A world-building note for today: "Ancient History" can be as recent as five years ago.
I'm talking about living memory, the sort of commonly-held information in a generational cohort of a community people take for granted. For you who routinely write in cultures other than your own, or set at times other than your epoch, you've already gotten a far larger body of such knowledge set off with caveats of some sort so it's not hard to see how common knowledge changes over time.
Because that knowledge resides in the living as an emergent phenomenon (which institutions are meant to emulate by storing such lore somehow via artifice), it is fragile as glass. Have you ever seen people emerge from cults who grew up in them, and then had to unlearn what they learned in the cult? This is the same sort of thing; your setting's "ancient knowledge" is only what your culture keeps alive, by whatever means.
A lot of institutions arise out of the need to store, transmit, and retain fidelity of information over a generational basis. A lot of plot twists in myth and literature revolve around recovering, restoring, transmitting, such information- including the subversion of expectation that what those institutions tell you as a child is true.
Post-apocalypse scenarios in particular have to engage in this at some level to make the story hold up under the weight of the narrative demands put to it, as you're having to deal with things like "How do they make gasoline?" and "Where are they getting the means to do basic field medicine?"- both of which is Ancient History in such a scenario, even if the apocalypse happened just recently enough for an infant to age into someone able to do useful labor (which isn't "be an adult" necessarily).
And that isn't absolute; The Last of Us is an apocalypse scenario where you can see how recent the demarcation line actually is between "Ancient History" and "Common Knowledge", with Ellie being the one severed from the past despite being alive at the end of Civilization.
So, for all you dealing in situations far in the future, or the past, a secret world with its secret history (e.g. as posited by the Ancient Aliens crowd), or a secondary world with its own sense of history, keep in mind that what is commonly believed to be true--common knowledge and Ancient History alike--is shaped by the presence or lack of the institutions that act as a culture's external memory (and individuals capable of accessing and retrieving that information).

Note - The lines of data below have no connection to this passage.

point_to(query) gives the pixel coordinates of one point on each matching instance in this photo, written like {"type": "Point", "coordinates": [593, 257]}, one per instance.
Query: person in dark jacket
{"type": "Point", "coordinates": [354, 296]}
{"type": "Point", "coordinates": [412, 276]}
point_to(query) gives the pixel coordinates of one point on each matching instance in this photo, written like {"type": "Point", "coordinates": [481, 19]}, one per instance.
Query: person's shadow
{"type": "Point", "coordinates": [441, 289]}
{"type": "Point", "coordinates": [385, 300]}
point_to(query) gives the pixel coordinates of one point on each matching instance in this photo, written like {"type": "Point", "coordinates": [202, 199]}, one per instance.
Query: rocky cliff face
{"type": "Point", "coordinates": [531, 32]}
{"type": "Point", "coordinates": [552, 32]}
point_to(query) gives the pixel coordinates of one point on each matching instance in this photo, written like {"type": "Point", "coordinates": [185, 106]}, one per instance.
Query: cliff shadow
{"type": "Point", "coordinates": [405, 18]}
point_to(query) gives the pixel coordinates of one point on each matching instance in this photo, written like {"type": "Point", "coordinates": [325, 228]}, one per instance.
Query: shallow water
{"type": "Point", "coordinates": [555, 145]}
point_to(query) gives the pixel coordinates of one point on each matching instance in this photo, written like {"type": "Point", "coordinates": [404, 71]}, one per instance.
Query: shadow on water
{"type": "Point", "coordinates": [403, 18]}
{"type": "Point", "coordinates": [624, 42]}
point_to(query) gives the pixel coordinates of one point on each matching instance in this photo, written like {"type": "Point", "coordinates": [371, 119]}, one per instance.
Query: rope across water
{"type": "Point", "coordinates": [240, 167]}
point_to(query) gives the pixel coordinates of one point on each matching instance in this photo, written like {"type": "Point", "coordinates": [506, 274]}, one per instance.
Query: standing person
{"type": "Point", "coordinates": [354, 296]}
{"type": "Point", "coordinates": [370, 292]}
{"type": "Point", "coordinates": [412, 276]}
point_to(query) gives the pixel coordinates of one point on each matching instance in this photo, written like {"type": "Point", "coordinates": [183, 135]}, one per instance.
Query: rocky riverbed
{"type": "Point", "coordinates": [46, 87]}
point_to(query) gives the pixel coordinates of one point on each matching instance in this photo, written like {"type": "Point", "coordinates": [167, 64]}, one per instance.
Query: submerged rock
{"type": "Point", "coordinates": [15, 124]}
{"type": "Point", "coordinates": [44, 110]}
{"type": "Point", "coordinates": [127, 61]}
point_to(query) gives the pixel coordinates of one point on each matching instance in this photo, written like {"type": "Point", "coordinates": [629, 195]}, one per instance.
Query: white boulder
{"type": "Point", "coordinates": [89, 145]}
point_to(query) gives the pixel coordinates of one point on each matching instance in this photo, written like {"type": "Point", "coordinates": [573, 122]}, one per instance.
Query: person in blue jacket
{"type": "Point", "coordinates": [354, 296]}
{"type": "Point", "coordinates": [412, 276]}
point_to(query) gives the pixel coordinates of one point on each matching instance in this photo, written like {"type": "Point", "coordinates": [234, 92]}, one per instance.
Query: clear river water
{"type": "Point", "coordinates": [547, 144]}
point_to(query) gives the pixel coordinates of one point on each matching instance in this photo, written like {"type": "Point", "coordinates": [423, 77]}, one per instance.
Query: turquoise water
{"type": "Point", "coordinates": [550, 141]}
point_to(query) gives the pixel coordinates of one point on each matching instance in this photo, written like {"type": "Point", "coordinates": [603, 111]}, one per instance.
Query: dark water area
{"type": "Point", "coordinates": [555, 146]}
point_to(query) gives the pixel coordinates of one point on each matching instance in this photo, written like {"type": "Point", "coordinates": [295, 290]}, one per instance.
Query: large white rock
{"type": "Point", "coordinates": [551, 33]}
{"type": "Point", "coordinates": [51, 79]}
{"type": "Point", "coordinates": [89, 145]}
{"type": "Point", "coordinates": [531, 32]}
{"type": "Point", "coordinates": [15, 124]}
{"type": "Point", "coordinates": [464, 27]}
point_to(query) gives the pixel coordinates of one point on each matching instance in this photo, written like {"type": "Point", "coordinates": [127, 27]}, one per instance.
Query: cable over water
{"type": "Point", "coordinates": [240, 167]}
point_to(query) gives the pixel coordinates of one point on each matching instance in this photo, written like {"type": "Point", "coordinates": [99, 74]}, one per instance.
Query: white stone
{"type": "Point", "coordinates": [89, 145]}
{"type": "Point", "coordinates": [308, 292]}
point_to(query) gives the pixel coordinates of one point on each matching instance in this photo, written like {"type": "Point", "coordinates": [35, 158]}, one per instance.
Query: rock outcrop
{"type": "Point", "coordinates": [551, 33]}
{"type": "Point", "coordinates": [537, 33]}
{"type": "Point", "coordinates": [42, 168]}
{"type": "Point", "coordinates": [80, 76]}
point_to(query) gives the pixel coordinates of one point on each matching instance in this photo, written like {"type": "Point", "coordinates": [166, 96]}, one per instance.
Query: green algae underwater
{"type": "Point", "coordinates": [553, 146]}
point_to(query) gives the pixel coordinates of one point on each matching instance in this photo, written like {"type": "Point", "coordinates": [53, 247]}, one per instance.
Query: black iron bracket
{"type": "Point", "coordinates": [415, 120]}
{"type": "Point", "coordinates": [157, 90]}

A culture with no archives, no preservers, no myth-keepers, no ritual retellings of the culture's core stories explaining itself to itself, no art or architecture, or religion is a culture with no memory beyond what those alive possesses and shares. A culture that is among such, but has no one able to get what information such institutions possess and pass it on to those now alive, is a culture that is on the decline and swiftly facing degradation into primitive savagery.
And yes, you'll see some of this applied in my Galactic Christendom tales (or the post-apocalyptic Wars of the Damned that precedes that era).